I haven't been following this thread closely but it seems you have exhausted the local dealer/skoda goodwill route. So time to get realistic. Either full blown legal challenge which is a waste of time and money or see what other options are.

 

The first link is skoda approved, a phone call and see what they say, bottom line, how much, as a bonus they may know all about goodwill etc.

 

The second comes recommended by a couple of members iirc. Again, get a probable price worked out. Third or more, while your at it.

 

In the end you will see how much of a rip off your local is, and choose the one you are most confident in.

 

All repairs carried out by Skoda approved repairers using genuine parts carry a two years unlimited mileage warranty, its up there in black and white on Skoda's site.

 

DSG DQ200 has been out for years, the problems and repairs are known.

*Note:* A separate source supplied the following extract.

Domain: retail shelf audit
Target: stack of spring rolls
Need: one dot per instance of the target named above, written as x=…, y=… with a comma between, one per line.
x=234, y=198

There are people out there who can do a good repair for less than your local unqualified bandits. £99 per hour for diagnostics who are they kidding?

 

 

  • Author
13 hours ago, xman said:

I haven't been following this thread closely but it seems you have exhausted the local dealer/skoda goodwill route. So time to get realistic. Either full blown legal challenge which is a waste of time and money or see what other options are.

 

The first link is skoda approved, a phone call and see what they say, bottom line, how much, as a bonus they may know all about goodwill etc.

 

The second comes recommended by a couple of members iirc. Again, get a probable price worked out. Third or more, while your at it.

 

In the end you will see how much of a rip off your local is, and choose the one you are most confident in.

 

All repairs carried out by Skoda approved repairers using genuine parts carry a two years unlimited mileage warranty, its up there in black and white on Skoda's site.

 

DSG DQ200 has been out for years, the problems and repairs are known. There are people out there who can do a good repair for less than your local unqualified bandits. £99 per hour for diagnostics who are they kidding?

 

 

Thanks.  I checked with the local Skoda dealer due to receive my car today (the only approved retailer here, according to Skoda Uk’s Cherie Cornish) and they have admitted THEY HAVE NEVER FITTED AN MCU BEFORE AND HAVE DECLINED THE WORK. Because “they can’t meet my expectations”. Of, like, a repair done correctly? So left high and dry by the dealer that’s serviced my car for 4 years, and by Skoda uk who can only approve a SKODA retailer not even a VW one. So we’re perhaps back to the auto gearbox repairer who can’t replace those parts, but can repair them (seen many VAG dsg7s), though not a Yeti before. £3000. 1 year work guarantee. Protracted nightmare.